日本の紙幣が20年ぶりに刷新されます。新五千円札のデザインには、 津田塾大学の創設者として知られる津田梅子が採用されることになりました。

彼女は、女性が教育を受けることさえ困難な時代に、女子教育の向上のための学校づくりに奔走し、女子高等教育の先駆けとなる女子英学塾(現:津田塾大学)を創設しました。まさに女性の新しい生き方を切り拓いた人物と言えるでしょう。

 

結婚か仕事、2択を迫られる日本社会への危機感。「教育」で常識を変えることを決意する

 

梅子は幕臣の津田仙と母・初子の次女として生まれました。江戸幕府崩壊後、北海道開拓使となった父は、開拓使次官の黒田清隆が計画した女子留学生に梅子を応募。わずか6歳で、岩倉使節団の留学生としてアメリカへ行き、11年間単身留学します。そのメンバーには後に内閣総理大臣を務める伊藤博文もいました。

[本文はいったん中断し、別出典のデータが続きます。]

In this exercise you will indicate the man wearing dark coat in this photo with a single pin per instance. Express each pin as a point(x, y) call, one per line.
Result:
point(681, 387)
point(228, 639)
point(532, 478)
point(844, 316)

アメリカではワシントン郊外のジョージタウンに住む日本弁務官書記の夫婦に預けられ、現地の学校に通い、キリスト教の洗礼も受けたそうです。

英語を学び1882年に帰国した梅子は、かつて岩倉使節団で一緒だった伊藤博文と再会。伊藤のツテで女学校の英語教師を務めます。しかし、常に結婚か仕事の2択を迫られ良妻賢母であることを求められるなど、女性の社会で活躍することが困難な日本社会に大きなカルチャーショックを受けます。

女性の地位を高めなければ日本の未来はない。

強い危機感を抱いた梅子は、自立した女性を育てるための学校をつくる夢を抱き、再度アメリカへ留学します。

留学先のブリンマー大学では、質の高い少人数教育を受け、その後の梅子の教育観へとつながっていきます。また、在学中から、自分のあとに続く日本女性のための奨学金制度(「日本婦人米国奨学金」委員会)を設立しました。

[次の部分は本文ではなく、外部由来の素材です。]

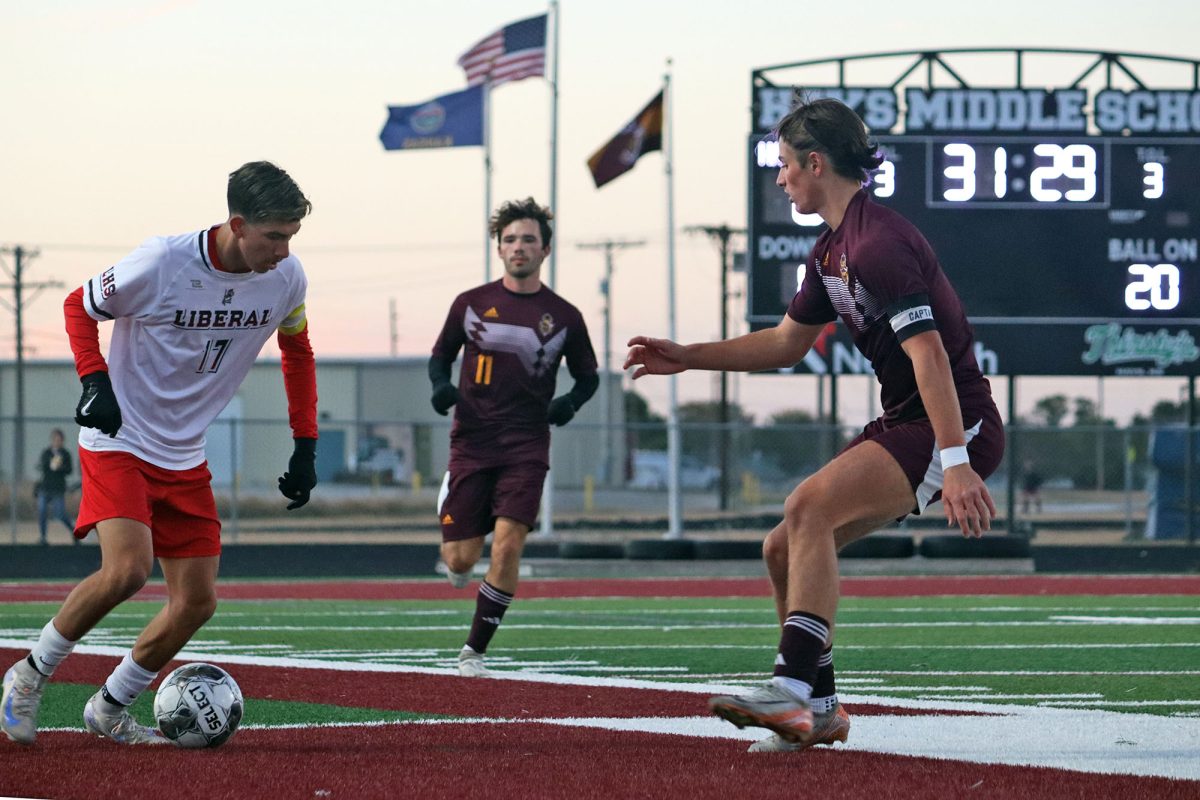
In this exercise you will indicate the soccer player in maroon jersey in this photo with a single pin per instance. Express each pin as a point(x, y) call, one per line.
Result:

1892年に再び帰国した梅子は、女学校で教鞭をとるかたわら、デンバーで開催された万国婦人クラブ連合大会への出席、ヘレン・ケラー訪問、ナイチンゲールとの会見など、多方面で女性の新しい生き方に多くの刺激を受けて、日本女性のための高等教育に力を尽くす決意を固めます。

そして1900年、世間の女子教育の関心が高まった所で、父・仙や多くの友人に協力してもらい、ついに女子高等教育の先駆けとなる女子英学塾(現津田塾大学)を創設。我が国の女子教育は大きな一歩を踏み出したのです。

梅子は、身分の関係のない、女子の教育向上に力を注ぎました。これまでの女子教育は、花嫁修行が中心だったため、女子英学塾の評判はたちまち世に広まりました。一方、その厳しい教育に脱落する者も多く、梅子は「鬼教師」と呼ばれるほどだったそうです。

ただ、そこで一生懸命学び、卒業した生徒たちは、今も多くの分野で道を切り拓き、様々な変革を実践しています。彼女が蒔いた小さな種は大きな花を咲かせたのです。

女性の立場が弱く社会進出が困難だった時代に、その常識に打ち勝って女性の新しい生き方を示した津田梅子。高い志と熱意を持って団結すれば、大きなことを成し遂げられるということを、学校という場をつくることで示してみせたのです。